In this study, for the first time, we were able to map brain growth and gray matter density abnormalities in the cerebral cortex in boys and girls with ADHD. As predicted, significant dysmorphology was observed in the frontal cortex in the ADHD group. Specifically, reduced brain growth or brain shape abnormalities were observed in the more ventral aspects of the frontal lobes primarily in Brodmann’s areas 44, 45, 46, and inferior regions of area 6. Unpredicted but significant reduced brain growth was also observed bilaterally in the temporal lobes, primarily in the more anterior regions in Brodmann’s areas 38, 21 and 20. Gray matter density abnormality was shown in the temporal lobes bilaterally where the ADHD subjects had a 15 to 30% increase in segmented gray matter. Gray matter density in the inferior parietal lobes was also increased. While unpredicted in these regions, the gray matter differences in posterior temporal and inferior parietal lobes appear robust, and survive correction for multiple comparisons in the permutation analyses.

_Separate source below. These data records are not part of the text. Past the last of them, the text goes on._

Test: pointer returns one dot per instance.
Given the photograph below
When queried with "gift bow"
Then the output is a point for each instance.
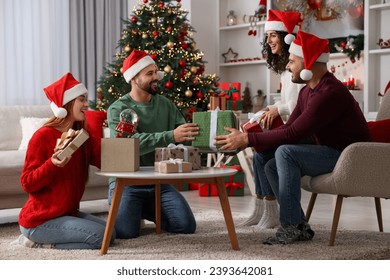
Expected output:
(177, 161)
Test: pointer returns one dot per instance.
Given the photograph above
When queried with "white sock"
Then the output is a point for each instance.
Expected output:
(256, 214)
(270, 218)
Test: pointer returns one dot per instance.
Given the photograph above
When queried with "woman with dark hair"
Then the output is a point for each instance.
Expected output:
(279, 29)
(51, 217)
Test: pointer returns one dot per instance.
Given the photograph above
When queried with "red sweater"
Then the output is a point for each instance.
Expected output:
(328, 113)
(54, 191)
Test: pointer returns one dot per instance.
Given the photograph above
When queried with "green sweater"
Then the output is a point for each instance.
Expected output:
(157, 120)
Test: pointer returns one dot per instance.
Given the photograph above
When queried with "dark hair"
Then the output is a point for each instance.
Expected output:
(276, 62)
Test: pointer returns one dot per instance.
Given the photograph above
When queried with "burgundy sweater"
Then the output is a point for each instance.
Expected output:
(54, 191)
(328, 113)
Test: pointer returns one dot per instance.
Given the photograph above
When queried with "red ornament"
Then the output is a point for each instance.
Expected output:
(182, 63)
(314, 4)
(169, 85)
(184, 46)
(154, 56)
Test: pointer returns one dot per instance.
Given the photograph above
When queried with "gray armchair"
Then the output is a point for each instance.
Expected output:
(361, 171)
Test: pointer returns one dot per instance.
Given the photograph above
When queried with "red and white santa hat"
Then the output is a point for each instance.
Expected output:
(63, 91)
(283, 21)
(312, 49)
(134, 63)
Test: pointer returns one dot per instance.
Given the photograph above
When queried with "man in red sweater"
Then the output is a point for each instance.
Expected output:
(327, 113)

The relevance of more inferior dorsolateral cortex being reduced in size should not be lost in this study of ADHD. The mid-dorsolateral prefrontal cortex (i.e., Brodmann’s area 45) has been compellingly argued to subserve executive processes for the monitoring of information within working memory. Strong arguments have been made for links between working memory and response inhibition in Barkley’s theory of executive dysfunction in ADHD. Strong connections between the mid-dorsolateral prefrontal cortex and superior temporal gyrus have also been reported, providing support for our temporal lobe findings as well. Functional MRI studies have shown greater power of functional response in ADHD than control subjects in the medioinferior frontal lobe (i.e., area 45 9/45) during a response inhibition task. Thus, there is mounting evidence that the mid-inferolateral dorsal frontal cortices are affected in ADHD.

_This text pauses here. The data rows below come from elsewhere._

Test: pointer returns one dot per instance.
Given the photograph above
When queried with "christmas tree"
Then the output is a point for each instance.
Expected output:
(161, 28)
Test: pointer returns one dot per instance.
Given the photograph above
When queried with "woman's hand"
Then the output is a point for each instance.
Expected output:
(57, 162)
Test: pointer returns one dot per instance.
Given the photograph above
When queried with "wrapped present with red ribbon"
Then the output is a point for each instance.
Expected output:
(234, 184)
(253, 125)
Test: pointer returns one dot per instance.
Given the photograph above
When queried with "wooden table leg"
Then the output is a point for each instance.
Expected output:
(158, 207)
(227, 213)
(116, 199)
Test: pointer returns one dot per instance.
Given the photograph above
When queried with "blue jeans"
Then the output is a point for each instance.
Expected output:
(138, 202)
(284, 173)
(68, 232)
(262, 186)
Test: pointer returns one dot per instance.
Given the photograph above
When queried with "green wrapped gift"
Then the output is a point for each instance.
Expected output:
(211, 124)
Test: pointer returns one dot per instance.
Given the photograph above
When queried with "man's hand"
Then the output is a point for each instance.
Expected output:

Gray matter density abnormalities in posterior temporal and inferior parietal lobes are actually the result of increased gray matter in the ADHD patients relative to controls. The increase in gray matter in these regions could result from reduced synaptic pruning that normally occurs as a part of human brain maturation. It is also plausible that a lack of normal myelination has occurred in this region. While we measured “gray matter density” at the cortical surface, arguably a reduction of white matter in the same region could result in an apparent abundance of gray matter.

The statistical maps for brain growth and gray matter density reveal suggestive differences between male and female ADHD subjects where the females appear to have greater brain growth abnormalities than the males, and the males appear to have greater gray matter density abnormalities than the females. However, the patterns of brain growth reduction and gray matter density increase are similar in both groups and statistical maps of group by gender interactions did not appear significant.